Fixed dataset is appropriate when: - The data space is small enough to enumerate - You need exact reproducibility across runs - You want to guarantee every example is seen - The model is large and training is expensive (want predictable convergence)

Stochastic sampling is appropriate when: - The data space is too large to enumerate - You want implicit data augmentation (random crops, jitter) - Class imbalance benefits from biased sampling - The model is small and epochs are cheap (can afford some variance)

5. A Subtlety: Stochastic Sampling as Data Augmentation¶

Stochastic window sampling is implicitly a form of data augmentation. Every splice site is seen in a different position within the window, with different flanking context, on every encounter. This is analogous to random cropping in image training.

Consider a donor site at genomic position 10,000:

Epoch 1, sample 47:    window [7200 : 12201]  → donor at offset 2800
Epoch 1, sample 892:   window [8500 : 13501]  → donor at offset 1500
Epoch 2, sample 156:   window [9100 : 14101]  → donor at offset 900

The model never memorizes "donor at offset 2500" — it must learn position-invariant features that recognize donors regardless of where they appear in the window.

OpenSpliceAI achieves a similar (weaker) effect through overlapping windows at a fixed grid. A donor at position 10,000 appears in windows starting at 5001, 10001, and 15001 — three views with different offsets, but always the same three views.

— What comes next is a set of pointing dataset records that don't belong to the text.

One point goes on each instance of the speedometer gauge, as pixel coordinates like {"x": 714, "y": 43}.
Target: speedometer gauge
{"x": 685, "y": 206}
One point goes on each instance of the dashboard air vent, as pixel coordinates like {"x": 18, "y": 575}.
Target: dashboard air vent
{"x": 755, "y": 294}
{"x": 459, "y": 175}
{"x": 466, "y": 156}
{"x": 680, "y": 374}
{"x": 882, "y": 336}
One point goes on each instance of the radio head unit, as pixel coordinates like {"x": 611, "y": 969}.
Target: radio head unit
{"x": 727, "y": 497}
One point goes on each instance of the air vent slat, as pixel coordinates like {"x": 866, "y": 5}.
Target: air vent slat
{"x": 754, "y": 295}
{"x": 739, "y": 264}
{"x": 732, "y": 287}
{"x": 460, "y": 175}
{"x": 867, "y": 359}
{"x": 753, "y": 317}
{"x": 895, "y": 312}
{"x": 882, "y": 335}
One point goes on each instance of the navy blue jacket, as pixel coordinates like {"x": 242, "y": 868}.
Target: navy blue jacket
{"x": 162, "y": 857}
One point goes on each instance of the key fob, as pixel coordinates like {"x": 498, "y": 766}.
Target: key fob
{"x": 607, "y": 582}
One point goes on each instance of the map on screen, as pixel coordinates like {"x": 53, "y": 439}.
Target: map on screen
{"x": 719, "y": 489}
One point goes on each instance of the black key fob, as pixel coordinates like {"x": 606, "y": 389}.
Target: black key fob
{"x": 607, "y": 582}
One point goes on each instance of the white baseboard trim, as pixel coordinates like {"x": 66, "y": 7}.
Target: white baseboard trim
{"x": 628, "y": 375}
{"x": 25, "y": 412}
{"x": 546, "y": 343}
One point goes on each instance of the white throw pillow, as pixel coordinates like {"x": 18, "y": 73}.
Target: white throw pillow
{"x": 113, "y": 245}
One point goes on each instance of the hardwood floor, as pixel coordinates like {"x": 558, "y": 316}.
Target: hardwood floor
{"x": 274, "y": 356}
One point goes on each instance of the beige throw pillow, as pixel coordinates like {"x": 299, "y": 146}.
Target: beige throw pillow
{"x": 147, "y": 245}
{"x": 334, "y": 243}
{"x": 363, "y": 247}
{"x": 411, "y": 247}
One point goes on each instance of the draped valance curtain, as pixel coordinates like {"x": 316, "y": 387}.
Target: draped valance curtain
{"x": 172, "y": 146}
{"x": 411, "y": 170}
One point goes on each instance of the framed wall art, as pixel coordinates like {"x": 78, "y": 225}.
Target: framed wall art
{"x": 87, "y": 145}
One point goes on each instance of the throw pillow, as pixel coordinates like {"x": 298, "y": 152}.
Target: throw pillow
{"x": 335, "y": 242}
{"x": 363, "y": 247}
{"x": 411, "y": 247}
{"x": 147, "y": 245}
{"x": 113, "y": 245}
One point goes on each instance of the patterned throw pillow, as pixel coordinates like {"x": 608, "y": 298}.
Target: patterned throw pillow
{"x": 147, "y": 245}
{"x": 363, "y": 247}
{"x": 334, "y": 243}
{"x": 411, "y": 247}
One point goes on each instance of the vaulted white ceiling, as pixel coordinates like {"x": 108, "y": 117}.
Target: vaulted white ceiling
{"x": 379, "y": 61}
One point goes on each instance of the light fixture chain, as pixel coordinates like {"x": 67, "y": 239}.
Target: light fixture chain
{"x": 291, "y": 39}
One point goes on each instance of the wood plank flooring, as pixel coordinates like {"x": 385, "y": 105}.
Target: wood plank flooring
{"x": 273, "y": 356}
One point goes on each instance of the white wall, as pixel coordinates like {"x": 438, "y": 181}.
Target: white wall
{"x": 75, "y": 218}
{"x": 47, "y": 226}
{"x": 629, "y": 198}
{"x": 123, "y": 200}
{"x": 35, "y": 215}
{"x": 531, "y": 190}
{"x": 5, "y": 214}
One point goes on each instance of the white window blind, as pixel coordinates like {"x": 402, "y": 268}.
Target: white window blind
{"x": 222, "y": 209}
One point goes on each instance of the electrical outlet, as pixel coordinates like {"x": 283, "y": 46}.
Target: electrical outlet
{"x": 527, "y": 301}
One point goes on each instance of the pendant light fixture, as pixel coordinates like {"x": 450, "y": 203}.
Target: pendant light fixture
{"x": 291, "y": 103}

6. Practical Implications¶

For training scripts¶

If you're using SequenceLevelDataset, be aware that:

shuffle=True in the DataLoader is a no-op (the dataset ignores indices)
Increasing samples_per_epoch is not the same as training for more epochs on a fixed dataset — it changes how often you validate, not how much unique data the model sees
The training/validation split is at the gene level, not the window level. A gene's windows never appear in both train and validation.

For evaluation¶

Evaluation must be deterministic. The infer_full_gene() function uses a fixed sliding window with 50% overlap — no randomness. Every position in the gene is scored exactly once (or twice in overlap regions, where predictions are averaged).

For reproducibility¶

Despite the stochastic sampling, training is fully reproducible given the same seed. The dataset uses np.random.RandomState(seed) which produces the same sequence of random choices for the same seed. The key is to also fix torch.manual_seed(seed) and torch.cuda.manual_seed_all(seed) for model weight initialization and dropout.